Tomasz Dąbrowski - trumpet, mutes
Sven Dam Meinild - baritone saxophone
Jacob Anderskov - piano
Kasper Tom - drums
Six Months And Ten Drops
By Adam Baruch
Polish (resident in Denmark) Jazz trumpeter/composer/bandleader Tomasz Dąbrowski is one of the leading upcoming European musicians and his prolific, almost feverish output manages to astound his fans time after time. This album follows suit several albums already released this year and as always maintains incredible quality. This time Dąbrowski leads a quartet, which besides him includes three leading young Danish Jazz musicians: baritone saxophonist Sven Dam Meinild, pianist Jacob Anderskov and drummer Kasper Tom Christiansen. The album presents seven original compositions, all by Dabrowski.

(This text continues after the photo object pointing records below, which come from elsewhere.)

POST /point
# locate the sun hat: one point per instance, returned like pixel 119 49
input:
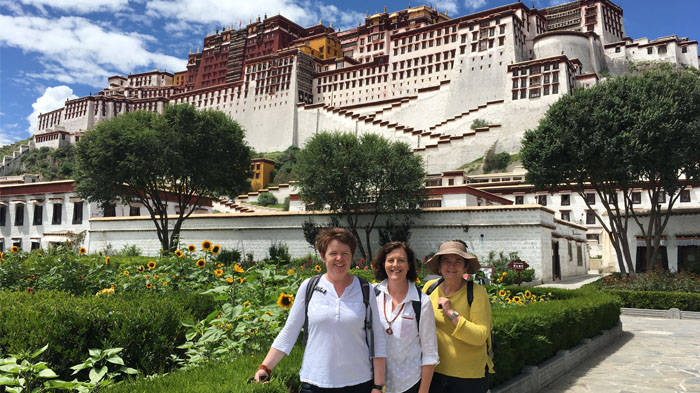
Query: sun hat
pixel 456 248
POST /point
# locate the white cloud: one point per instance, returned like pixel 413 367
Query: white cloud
pixel 474 4
pixel 78 6
pixel 74 49
pixel 53 98
pixel 447 5
pixel 225 13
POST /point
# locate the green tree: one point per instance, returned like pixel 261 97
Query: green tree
pixel 178 157
pixel 632 132
pixel 355 176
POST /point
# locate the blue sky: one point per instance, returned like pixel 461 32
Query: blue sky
pixel 51 50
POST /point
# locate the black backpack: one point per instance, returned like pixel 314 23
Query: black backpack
pixel 470 298
pixel 369 334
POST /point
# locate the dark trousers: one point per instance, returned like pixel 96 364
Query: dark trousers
pixel 361 388
pixel 445 384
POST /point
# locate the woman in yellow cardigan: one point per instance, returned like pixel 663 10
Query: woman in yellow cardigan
pixel 462 330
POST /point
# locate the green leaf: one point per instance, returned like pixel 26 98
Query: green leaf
pixel 47 373
pixel 116 360
pixel 97 374
pixel 39 352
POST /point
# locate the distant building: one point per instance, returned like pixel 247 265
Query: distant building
pixel 415 75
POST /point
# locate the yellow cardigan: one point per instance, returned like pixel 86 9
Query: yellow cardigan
pixel 462 349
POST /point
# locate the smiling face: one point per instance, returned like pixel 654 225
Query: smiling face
pixel 337 258
pixel 452 267
pixel 396 264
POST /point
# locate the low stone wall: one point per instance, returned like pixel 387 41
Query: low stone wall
pixel 527 229
pixel 535 378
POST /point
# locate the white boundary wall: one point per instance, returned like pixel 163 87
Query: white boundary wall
pixel 527 229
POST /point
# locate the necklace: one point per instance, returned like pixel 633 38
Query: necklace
pixel 389 330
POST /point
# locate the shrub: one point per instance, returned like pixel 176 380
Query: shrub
pixel 266 199
pixel 658 300
pixel 147 326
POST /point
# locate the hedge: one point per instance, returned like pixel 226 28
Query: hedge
pixel 685 301
pixel 147 326
pixel 525 336
pixel 223 377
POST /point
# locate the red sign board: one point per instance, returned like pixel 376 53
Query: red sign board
pixel 518 265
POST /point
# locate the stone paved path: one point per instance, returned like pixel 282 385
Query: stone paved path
pixel 651 356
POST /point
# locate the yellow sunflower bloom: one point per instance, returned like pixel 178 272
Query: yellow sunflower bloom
pixel 285 301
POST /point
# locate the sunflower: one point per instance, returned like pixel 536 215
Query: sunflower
pixel 285 301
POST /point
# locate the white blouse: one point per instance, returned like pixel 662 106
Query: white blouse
pixel 407 348
pixel 336 353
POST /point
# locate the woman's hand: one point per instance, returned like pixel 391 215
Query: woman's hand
pixel 446 306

This music is more free oriented than Dąbrowski's explorations so far, which seems to be a continuing development in his work. It is therefore further away from mainstream Jazz and explores other areas, like contemporary Chamber music and improvised avant-garde, although based on written themes. The entire scheme of using the quartet is also very unusual, as there is no conventional "soloists vs. rhythm section" setting at all, only an ensemble performance by the entire quartet as one body. The exclusion of the bass is also very significant, where some of the typical bass parts are taken over by the baritone sax and others by the percussion. This music is only as good as the level of cooperation achieved by the quartet members and therefore the interplay is its central ingredient. Luckily for Dąbrowski these three musicians belong to the same "school of thought" like himself, enabling the quartet to become a unity.
There is no doubt that this music points towards a new epoch of Jazz, which becomes an amalgam of all forms of improvised music, those previously experienced and those still undiscovered. Dąbrowski and his generation are brave pioneers of these uncharted territories and it's a great experience to bear witness while this music keeps unfolding in real time in Copenhagen, Warsaw, Berlin and other parts of Europe.
This is quite difficult music for most people, no doubt about it, but it is also deeply rewarding and intellectually challenging. It is spearheaded by a relatively tiny group of musicians and has a limited audience. Nevertheless it encompasses perhaps some of the most important musical developments happening in a world which is rapidly turning away from challenge and cultural progress, and therefore becomes even more significant. It is in these young people that we entrust our Cultural feature.